2. Prepare contrasting songs
It’s always good to front up to a musical theatre audition with one song that’s pre-1960, and one that’s contemporary. That’s your first contrast. Two contrasting musical theatre traditions.
The second contrast is character. Your songs should display two different characters. One might be Annie Ado with “I Cain’t Say No" from Oklahoma, and the other may be a reprise from Little Red Riding Hood from Into the Woods, for instance. Your songs should show the types of roles you’re capable of playing. So in your suite of songs, find characters that show a variety of virtues and vices.
3. Choose songs that are age appropriate
If you are twenty, don’t choose to sing an audition song where the character is sixty (like Norma Desmond, from Sunset Boulevard, for instance). Choose audition songs where you would be likely to be cast in the role. Your performance should “make sense” to the audition panel. You don’t want to raise questions, like “Why is he/she singing that?” You need to be believable from the word go.
4. Choose songs that are gender appropriate
You may love a woman’s song from your favourite musical, and sing it well, but if you’re a fella, choose a man’s song for your audition. And vice versa if you’re a woman. Admittedly we live in an age where gender fluidity is up for discussion - but if you are auditioning for a male role in a show, you need to show the panel that you can sing and play a male role. They want to see what you can do, for their show ( - not what you would do for your own personal cabaret performance). If you are going for a male role, sing a male part. If you are going for a female role, sing a female part. By all means, if you are auditioning for a cross-dressing role, a specifically gay or a transgender character, you can choose audition repertoire that reflects this.
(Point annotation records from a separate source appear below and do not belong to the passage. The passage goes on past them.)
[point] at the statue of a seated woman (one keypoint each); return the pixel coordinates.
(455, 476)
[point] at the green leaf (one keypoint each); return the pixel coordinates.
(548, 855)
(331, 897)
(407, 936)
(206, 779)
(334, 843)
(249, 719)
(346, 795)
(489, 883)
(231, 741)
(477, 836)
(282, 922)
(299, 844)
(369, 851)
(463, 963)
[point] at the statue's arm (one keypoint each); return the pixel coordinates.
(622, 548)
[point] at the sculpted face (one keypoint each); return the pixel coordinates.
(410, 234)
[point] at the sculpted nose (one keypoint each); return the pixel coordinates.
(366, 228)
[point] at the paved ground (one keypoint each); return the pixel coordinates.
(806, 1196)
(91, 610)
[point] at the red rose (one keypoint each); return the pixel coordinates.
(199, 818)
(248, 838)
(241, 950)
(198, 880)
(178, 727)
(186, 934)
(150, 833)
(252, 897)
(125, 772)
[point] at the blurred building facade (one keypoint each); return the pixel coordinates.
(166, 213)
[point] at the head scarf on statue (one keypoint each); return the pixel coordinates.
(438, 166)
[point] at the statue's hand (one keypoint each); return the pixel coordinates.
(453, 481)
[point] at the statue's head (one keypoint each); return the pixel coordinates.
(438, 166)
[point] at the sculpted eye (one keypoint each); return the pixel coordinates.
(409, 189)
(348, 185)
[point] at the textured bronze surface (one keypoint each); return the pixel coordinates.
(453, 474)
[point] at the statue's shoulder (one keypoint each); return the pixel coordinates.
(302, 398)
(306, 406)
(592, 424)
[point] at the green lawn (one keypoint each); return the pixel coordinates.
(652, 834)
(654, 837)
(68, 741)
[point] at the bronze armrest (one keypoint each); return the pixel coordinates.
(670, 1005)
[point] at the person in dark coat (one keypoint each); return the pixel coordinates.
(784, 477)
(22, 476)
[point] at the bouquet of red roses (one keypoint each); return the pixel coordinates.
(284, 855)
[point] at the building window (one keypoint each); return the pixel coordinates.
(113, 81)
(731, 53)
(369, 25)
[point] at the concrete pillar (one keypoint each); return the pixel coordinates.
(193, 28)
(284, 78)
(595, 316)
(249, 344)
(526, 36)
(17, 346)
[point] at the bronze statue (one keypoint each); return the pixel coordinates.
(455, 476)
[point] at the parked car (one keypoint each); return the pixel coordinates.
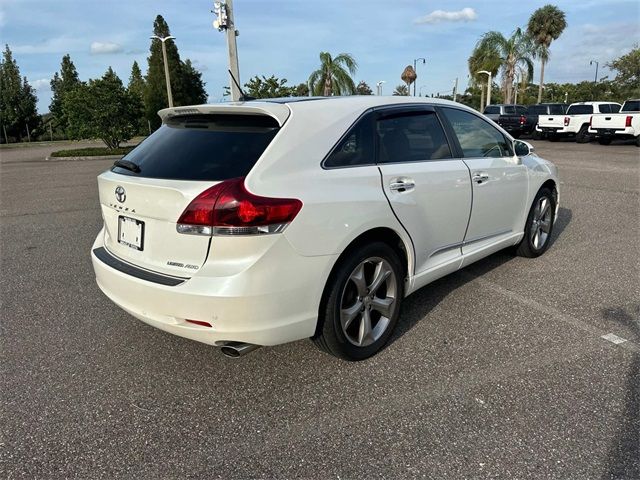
(534, 112)
(625, 125)
(258, 223)
(494, 111)
(575, 122)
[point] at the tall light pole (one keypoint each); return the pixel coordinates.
(488, 85)
(591, 62)
(224, 21)
(415, 65)
(166, 65)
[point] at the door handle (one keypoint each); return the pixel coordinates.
(401, 185)
(480, 177)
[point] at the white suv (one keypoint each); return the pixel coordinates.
(259, 223)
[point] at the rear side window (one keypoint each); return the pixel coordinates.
(631, 106)
(411, 137)
(580, 110)
(355, 148)
(476, 136)
(203, 147)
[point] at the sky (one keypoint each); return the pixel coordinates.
(284, 37)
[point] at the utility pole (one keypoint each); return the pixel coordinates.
(166, 65)
(591, 62)
(415, 65)
(224, 21)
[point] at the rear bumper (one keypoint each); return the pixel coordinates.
(268, 303)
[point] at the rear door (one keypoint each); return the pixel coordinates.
(499, 180)
(142, 203)
(428, 189)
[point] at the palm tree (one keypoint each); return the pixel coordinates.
(517, 50)
(334, 75)
(545, 25)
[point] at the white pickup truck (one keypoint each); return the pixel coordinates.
(625, 124)
(575, 122)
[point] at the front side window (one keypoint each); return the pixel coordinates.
(476, 136)
(411, 137)
(356, 148)
(580, 110)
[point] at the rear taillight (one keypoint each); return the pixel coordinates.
(229, 209)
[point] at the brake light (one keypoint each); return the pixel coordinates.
(229, 209)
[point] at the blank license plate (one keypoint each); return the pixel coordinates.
(131, 232)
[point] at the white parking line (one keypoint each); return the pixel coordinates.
(614, 338)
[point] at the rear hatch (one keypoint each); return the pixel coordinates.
(143, 197)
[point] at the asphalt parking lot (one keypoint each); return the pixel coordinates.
(497, 371)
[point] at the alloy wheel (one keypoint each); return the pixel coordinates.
(368, 301)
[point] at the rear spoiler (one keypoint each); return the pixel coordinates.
(277, 111)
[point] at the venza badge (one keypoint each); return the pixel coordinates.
(121, 195)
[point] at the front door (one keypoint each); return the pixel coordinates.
(498, 178)
(428, 190)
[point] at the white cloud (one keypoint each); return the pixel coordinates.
(41, 83)
(100, 48)
(437, 16)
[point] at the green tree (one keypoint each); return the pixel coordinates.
(271, 87)
(628, 72)
(103, 109)
(62, 83)
(363, 89)
(514, 52)
(401, 90)
(18, 112)
(187, 87)
(136, 88)
(334, 75)
(545, 25)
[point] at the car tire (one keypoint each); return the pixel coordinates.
(583, 135)
(539, 226)
(357, 317)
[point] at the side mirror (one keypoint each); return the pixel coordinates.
(523, 148)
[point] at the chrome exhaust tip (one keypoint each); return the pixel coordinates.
(237, 349)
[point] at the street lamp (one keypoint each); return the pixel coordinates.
(415, 65)
(488, 85)
(591, 62)
(166, 65)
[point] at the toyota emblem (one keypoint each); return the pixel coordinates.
(121, 195)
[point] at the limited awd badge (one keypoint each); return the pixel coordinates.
(121, 195)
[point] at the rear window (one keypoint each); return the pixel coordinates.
(203, 147)
(580, 110)
(631, 106)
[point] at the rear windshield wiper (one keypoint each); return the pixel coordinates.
(127, 165)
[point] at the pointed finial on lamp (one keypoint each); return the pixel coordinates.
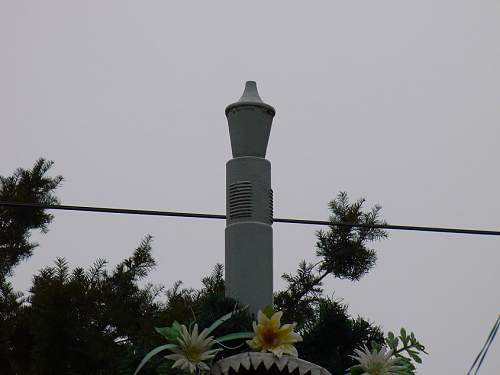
(251, 94)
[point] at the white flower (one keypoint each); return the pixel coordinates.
(193, 350)
(376, 362)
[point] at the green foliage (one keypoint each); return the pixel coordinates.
(173, 333)
(30, 186)
(344, 249)
(102, 321)
(332, 335)
(407, 348)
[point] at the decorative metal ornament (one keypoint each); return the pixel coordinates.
(256, 363)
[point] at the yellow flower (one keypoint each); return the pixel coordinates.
(270, 336)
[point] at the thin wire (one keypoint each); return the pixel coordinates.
(223, 217)
(485, 347)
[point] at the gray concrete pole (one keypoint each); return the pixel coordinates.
(249, 202)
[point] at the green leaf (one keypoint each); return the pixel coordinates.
(170, 333)
(152, 353)
(356, 370)
(268, 311)
(236, 336)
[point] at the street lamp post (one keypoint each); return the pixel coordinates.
(249, 202)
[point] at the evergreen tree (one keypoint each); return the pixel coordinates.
(102, 321)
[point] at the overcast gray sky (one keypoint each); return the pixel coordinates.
(396, 101)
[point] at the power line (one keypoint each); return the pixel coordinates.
(485, 348)
(223, 217)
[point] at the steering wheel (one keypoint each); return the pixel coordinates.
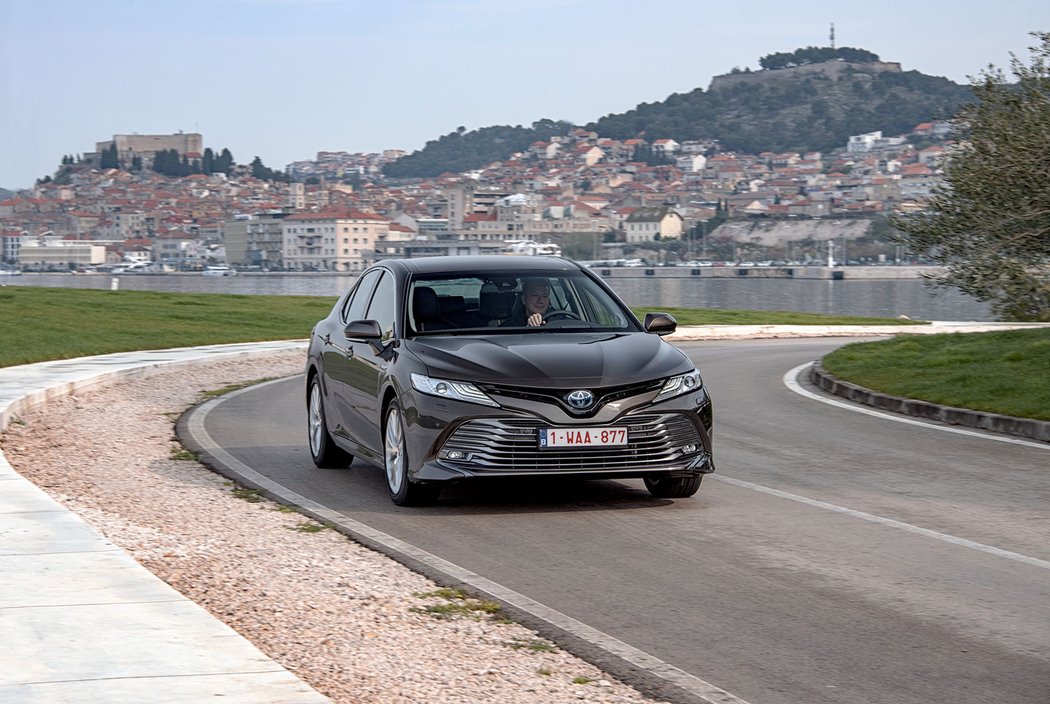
(558, 314)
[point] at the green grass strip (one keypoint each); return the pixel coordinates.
(42, 324)
(1005, 372)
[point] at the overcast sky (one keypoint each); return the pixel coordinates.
(284, 79)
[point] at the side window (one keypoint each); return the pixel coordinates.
(383, 308)
(353, 309)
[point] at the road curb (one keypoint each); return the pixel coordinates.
(1027, 428)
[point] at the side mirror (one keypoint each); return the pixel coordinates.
(363, 331)
(369, 331)
(660, 324)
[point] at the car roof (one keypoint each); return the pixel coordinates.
(480, 264)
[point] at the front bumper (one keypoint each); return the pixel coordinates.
(672, 438)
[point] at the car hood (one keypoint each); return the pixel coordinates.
(550, 360)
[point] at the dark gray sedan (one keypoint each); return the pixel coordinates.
(453, 368)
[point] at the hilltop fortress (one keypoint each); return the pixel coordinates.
(827, 69)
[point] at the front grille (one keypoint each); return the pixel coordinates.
(511, 446)
(602, 396)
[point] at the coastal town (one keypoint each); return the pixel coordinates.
(588, 197)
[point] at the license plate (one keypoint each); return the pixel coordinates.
(582, 437)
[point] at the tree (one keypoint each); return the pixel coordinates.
(989, 223)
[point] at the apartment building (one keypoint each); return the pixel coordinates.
(332, 240)
(255, 240)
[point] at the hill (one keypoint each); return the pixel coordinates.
(803, 103)
(806, 108)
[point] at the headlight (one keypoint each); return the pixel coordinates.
(461, 391)
(681, 384)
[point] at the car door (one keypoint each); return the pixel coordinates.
(337, 358)
(368, 369)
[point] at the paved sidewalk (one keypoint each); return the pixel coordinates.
(80, 620)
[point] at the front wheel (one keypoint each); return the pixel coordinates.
(404, 492)
(673, 488)
(322, 449)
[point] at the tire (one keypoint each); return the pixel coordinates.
(673, 488)
(322, 449)
(403, 491)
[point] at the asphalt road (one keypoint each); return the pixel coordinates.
(834, 557)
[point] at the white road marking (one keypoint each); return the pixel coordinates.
(1035, 562)
(791, 381)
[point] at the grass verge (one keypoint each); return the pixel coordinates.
(42, 324)
(1005, 372)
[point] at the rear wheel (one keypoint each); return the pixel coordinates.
(404, 492)
(673, 488)
(322, 449)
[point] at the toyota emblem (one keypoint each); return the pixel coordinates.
(581, 399)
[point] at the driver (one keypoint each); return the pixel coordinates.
(534, 304)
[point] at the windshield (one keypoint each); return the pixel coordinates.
(513, 302)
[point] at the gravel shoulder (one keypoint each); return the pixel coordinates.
(353, 623)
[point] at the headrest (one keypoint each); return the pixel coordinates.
(496, 304)
(424, 304)
(452, 305)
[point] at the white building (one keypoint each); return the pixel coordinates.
(332, 240)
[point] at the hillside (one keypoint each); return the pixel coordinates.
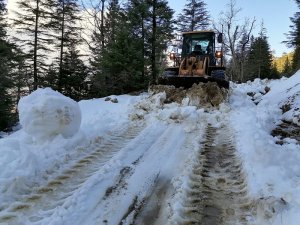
(146, 160)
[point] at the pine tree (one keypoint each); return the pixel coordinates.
(6, 83)
(138, 13)
(33, 38)
(287, 68)
(259, 64)
(161, 30)
(294, 38)
(194, 16)
(73, 74)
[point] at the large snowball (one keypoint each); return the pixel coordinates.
(46, 113)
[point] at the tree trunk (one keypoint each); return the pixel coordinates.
(153, 57)
(143, 50)
(61, 48)
(35, 74)
(102, 24)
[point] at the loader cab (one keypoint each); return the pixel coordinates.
(198, 43)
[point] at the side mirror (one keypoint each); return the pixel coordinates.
(220, 38)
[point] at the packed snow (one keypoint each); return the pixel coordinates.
(147, 146)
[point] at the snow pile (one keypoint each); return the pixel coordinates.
(46, 113)
(52, 137)
(272, 169)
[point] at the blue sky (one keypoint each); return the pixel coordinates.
(274, 13)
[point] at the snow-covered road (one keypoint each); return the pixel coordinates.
(141, 161)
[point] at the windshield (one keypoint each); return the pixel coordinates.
(198, 43)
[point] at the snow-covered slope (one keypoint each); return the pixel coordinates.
(272, 170)
(125, 159)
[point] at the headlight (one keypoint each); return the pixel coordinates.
(219, 54)
(172, 56)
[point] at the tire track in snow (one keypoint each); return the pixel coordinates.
(217, 192)
(47, 198)
(126, 197)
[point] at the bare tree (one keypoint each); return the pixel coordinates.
(236, 38)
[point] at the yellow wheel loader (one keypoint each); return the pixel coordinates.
(201, 60)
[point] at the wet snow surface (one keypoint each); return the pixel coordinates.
(139, 161)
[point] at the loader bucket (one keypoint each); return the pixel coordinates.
(187, 82)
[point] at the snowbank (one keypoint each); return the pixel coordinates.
(272, 169)
(46, 113)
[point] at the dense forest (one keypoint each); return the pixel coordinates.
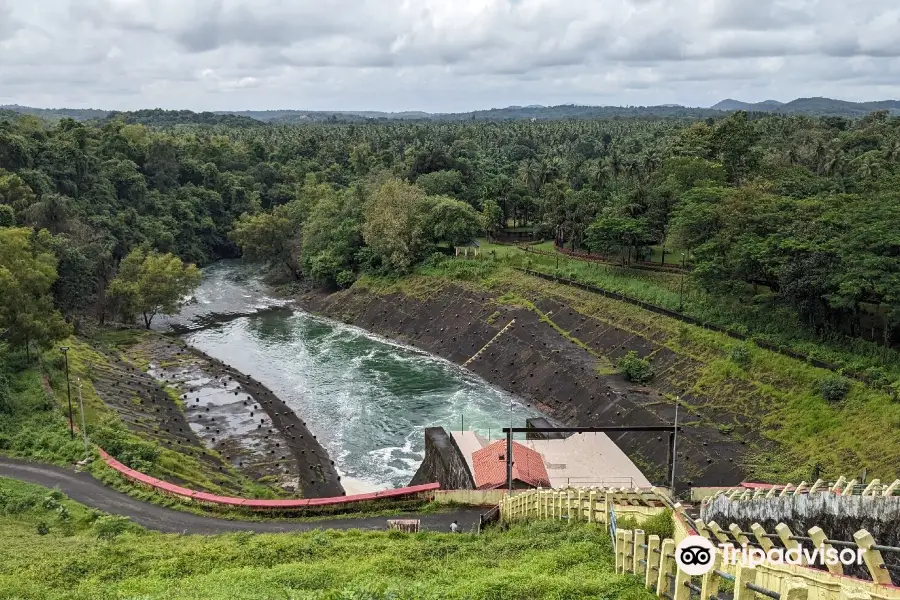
(808, 208)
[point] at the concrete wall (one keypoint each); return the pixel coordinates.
(552, 372)
(443, 463)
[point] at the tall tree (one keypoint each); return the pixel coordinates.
(150, 283)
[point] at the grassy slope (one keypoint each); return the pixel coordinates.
(751, 314)
(777, 393)
(38, 429)
(542, 560)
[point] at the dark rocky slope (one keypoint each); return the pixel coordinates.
(552, 356)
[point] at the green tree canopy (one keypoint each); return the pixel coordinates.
(27, 272)
(150, 283)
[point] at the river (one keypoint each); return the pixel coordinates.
(368, 399)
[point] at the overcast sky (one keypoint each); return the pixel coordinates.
(442, 55)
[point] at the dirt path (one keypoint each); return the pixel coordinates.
(83, 488)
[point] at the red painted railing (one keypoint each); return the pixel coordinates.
(176, 490)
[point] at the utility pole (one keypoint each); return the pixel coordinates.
(83, 426)
(509, 445)
(674, 442)
(65, 351)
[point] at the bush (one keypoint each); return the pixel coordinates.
(740, 355)
(6, 401)
(109, 527)
(128, 449)
(834, 389)
(635, 369)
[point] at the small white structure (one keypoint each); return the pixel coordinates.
(582, 459)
5. Choose songs you know you can achieve every time
Sometimes singers have songs they’re working on but haven’t quite mastered. There’s that high note, or that low note, or that difficult melody, that you can’t do consistently well. Only audition with songs you can do well.
6. Learn how to cut your music
You won't always sing an entire song in an audition. Usually, you’ve got to be prepared to cut your music. Depending on the audition requirements (and make sure you familiarise yourself with these), you may only be required to sing a couple of verses and a chorus. So when you sit down to look at your song, make sure you choose the section that will show you off. It may be where there’s a crescendo. It may be where the character is most emotional. It may be the verse that is most similar in sentiment to the character role you’re auditioning for. Select your section, and work out in advance how you are going to explain the section you want sing to the accompanist on the day. Make it clear by crossing out unwanted sections on the sheet music you will provide to the accompanist.
7. Prepare your character
Character is so crucial to selling a song in an audition. It’s not enough to sing sweetly and on pitch. You need to understand where your character is coming from and what they are trying to communicate at the moment they sing their song. So make sure you know what your character is singing about, and tell that story through your expression. Ask, “What does my character want here? What is his/her goal? What do they feel?” and “How can I bring these things to life in my face, my hands, my posture, my physicality?” Answer those questions and you'll be telling your character's story.
These parameters are the important to bear in mind for professional musical theatre auditions, as well as auditions for musical theatre training courses, like Perform Australia's CUA40513 Certificate IV in Musical Theatre.